“What is College For? A Defense of the Liberal Arts”
William Deresiewicz is no stranger to Ivy League education. His undergraduate degree (biology and psychology), Master’s (journalism), and PhD (English) are all from Columbia University. He taught at Columbia as a graduate instructor for five years, and was then a professor of English at Yale for ten years, from 1998–2008. He left academia in 2008 to become a full-time writer.
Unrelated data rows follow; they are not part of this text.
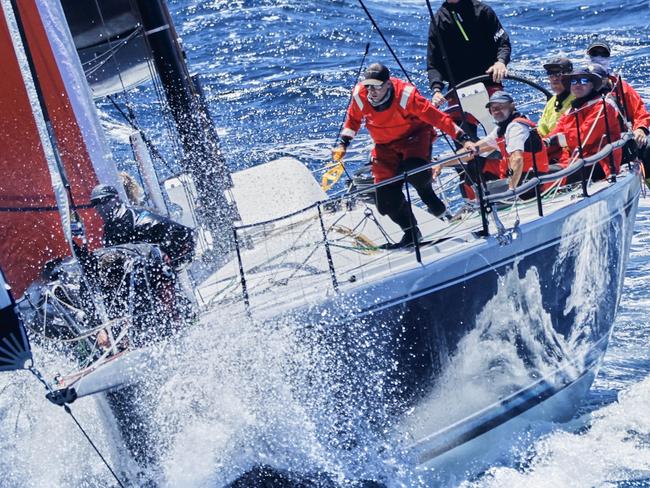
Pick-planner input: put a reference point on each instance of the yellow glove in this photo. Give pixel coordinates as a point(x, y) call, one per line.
point(332, 175)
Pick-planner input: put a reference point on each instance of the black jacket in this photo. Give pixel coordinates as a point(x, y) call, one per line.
point(473, 39)
point(132, 225)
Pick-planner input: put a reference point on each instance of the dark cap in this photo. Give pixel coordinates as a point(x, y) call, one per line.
point(598, 69)
point(375, 74)
point(583, 72)
point(599, 44)
point(500, 97)
point(103, 193)
point(561, 64)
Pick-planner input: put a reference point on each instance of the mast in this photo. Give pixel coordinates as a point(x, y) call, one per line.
point(203, 158)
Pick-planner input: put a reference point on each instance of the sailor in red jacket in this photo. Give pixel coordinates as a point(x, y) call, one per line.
point(400, 122)
point(517, 140)
point(591, 113)
point(628, 99)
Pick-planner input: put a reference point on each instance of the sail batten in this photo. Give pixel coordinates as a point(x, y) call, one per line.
point(53, 148)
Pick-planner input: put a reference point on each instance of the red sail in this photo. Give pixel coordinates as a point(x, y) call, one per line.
point(30, 228)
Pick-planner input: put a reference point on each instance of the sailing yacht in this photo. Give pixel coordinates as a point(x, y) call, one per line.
point(533, 285)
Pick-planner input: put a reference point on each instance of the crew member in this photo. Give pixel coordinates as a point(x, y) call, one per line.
point(560, 103)
point(474, 43)
point(628, 99)
point(123, 224)
point(591, 113)
point(400, 122)
point(156, 305)
point(517, 140)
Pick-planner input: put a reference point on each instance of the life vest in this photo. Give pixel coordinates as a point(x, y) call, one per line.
point(592, 126)
point(534, 150)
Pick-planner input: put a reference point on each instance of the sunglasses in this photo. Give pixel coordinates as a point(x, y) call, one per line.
point(376, 87)
point(103, 201)
point(580, 81)
point(599, 52)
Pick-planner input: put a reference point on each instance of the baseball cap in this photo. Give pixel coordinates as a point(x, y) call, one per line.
point(560, 64)
point(500, 96)
point(375, 74)
point(599, 46)
point(102, 193)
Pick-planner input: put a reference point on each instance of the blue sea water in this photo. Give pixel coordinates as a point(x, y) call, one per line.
point(277, 74)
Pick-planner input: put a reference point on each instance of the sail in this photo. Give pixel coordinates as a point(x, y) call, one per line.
point(51, 138)
point(109, 38)
point(14, 346)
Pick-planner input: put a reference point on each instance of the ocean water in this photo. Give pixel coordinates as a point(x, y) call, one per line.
point(277, 75)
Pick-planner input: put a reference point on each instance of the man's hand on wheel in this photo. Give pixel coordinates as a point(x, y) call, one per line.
point(498, 71)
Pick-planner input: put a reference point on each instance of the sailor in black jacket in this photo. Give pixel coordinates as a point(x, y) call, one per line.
point(124, 224)
point(474, 41)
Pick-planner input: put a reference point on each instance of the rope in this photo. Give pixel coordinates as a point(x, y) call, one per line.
point(356, 78)
point(67, 409)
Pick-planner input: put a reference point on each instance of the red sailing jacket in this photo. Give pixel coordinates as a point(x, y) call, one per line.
point(408, 112)
point(541, 158)
point(592, 131)
point(632, 103)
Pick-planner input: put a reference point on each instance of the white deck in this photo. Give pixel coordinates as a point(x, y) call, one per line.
point(286, 266)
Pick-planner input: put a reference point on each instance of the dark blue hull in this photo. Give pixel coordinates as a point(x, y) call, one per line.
point(453, 350)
As a teacher, Deresiewicz made a conscious effort to get to know his students, and he took delight in talking to them and learning from them. But over time, he became troubled by the fact that not only were many of his students unsure about what they wanted to do after graduation; they were also cynical about the value of education in general, and they lacked a sense of deeper meaning, purpose, and direction in their lives. He was left with the sense that the whole system of elite education too often “…manufactures young people who are smart and talented and driven, but also anxious, timid, and lost, with little intellectual curiosity and a stunted sense of purpose….”
In his Eugene lecture Deresiewicz will discuss the meaning and value of a liberal arts education, and its relevance in today’s world. He asks, “What does it mean to ‘learn how to think,’ and what are you supposed to think about and why?” In his Portland talk, he will look at how neoliberal ideas have reshaped our understanding about the value of education into purely practical terms. He will also examine the growing trend on college campuses to talk about “leadership” rather than “citizenship,” and compare what it means to grow up today with what it was fifty years ago.